The Architecture of the Void
Larrea Duplex proposes a way of living in which the void organizes, illuminates, and enriches everyday life. The project brings together two semi-detached houses arranged around a sequence of outdoor spaces that create gradual transitions between the street, the entrance, the central courtyard, and the garden.
The project is based on a clear premise: to make the void an active architectural material. Light, air, vegetation, and views flow through the houses, expanding the interior experience and establishing a permanent relationship with the outdoors.
Central Courtyard
The central courtyard is the heart of the project. Its presence allows both houses to breathe toward a shared space of light, air, and vegetation, creating a pause within the compact dimensions of the site.
The staircases, arranged in opposite directions, bring movement and rhythm to this interior void.
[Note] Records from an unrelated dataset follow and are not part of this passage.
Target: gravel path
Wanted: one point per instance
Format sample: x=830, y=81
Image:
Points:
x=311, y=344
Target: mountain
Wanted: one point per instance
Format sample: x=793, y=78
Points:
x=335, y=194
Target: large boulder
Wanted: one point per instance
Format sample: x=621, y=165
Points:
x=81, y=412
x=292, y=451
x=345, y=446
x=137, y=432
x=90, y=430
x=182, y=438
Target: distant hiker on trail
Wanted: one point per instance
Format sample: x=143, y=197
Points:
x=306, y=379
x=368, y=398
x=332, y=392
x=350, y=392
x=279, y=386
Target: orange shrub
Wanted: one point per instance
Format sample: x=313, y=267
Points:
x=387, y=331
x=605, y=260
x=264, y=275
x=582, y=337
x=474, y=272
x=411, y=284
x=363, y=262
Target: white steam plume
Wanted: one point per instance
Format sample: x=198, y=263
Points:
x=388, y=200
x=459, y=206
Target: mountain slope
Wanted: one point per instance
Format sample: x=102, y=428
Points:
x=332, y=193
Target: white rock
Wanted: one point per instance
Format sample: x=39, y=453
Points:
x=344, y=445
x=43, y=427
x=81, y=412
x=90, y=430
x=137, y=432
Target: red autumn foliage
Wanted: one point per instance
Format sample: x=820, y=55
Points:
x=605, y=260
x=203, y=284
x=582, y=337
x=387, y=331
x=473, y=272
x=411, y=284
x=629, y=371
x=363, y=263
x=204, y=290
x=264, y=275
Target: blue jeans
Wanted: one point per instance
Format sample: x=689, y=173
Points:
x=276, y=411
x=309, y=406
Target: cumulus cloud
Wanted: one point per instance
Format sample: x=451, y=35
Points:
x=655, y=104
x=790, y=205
Their paths transform the courtyard into an active space, crossed by views, circulation, and daily life.
This intermediate space articulates the houses without dissolving their independence: it connects, filters, and preserves privacy.
Light, Air, and Time
The pursuit of natural light structures many of the project's design decisions. The voids allow sunlight to enter at different moments throughout the day, transforming the interior atmosphere and revealing the passage of time.
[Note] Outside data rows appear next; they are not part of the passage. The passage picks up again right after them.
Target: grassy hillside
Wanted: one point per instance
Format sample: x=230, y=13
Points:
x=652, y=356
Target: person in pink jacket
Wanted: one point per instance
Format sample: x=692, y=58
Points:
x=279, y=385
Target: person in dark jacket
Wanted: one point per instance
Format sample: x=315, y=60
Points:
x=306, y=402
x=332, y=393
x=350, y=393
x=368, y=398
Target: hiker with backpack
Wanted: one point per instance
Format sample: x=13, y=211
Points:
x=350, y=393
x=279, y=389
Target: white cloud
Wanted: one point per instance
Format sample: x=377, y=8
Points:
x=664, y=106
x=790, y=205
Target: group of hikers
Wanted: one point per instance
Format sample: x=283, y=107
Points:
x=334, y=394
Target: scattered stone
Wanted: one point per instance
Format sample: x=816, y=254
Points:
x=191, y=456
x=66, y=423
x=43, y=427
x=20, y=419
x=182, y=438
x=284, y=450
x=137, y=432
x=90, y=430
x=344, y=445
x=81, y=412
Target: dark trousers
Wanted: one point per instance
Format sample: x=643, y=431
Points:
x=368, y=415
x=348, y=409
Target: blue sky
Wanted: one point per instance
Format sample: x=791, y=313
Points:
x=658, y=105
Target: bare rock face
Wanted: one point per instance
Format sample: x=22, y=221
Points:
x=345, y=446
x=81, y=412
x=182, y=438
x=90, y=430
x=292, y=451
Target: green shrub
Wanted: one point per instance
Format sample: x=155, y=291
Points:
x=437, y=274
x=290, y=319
Air, shadows, vegetation, and variations of light introduce a sensory dimension to living. The outdoor spaces become a necessary extension of the interior, enriching domestic life and accompanying everyday activities.
Two Houses, One Shared Logic
Each unit preserves its autonomy, yet both participate in the same spatial strategy. The semi-detached condition is organized through a shared logic of entrances, courtyards, staircases, outdoor extensions, and private areas.
The façade, materiality, and system of voids establish a unified reading of the ensemble—clear, contemporary, and domestic—without losing the identity of each house.
Materiality and Boundary
The expression of the project is based on a contemporary material palette with a strong visual presence. Light-colored brick, concrete, and metal elements come together to create a clear and expressive image, where solids and voids are articulated to create depth, shadow, and privacy.
Brick provides texture and human scale; concrete conveys mass and character; metal elements create a permeable boundary toward the street. The vertical fence, the setback, and the entrance sequence shape a filtered frontage, capable of protecting intimacy without closing off the relationship with its surroundings.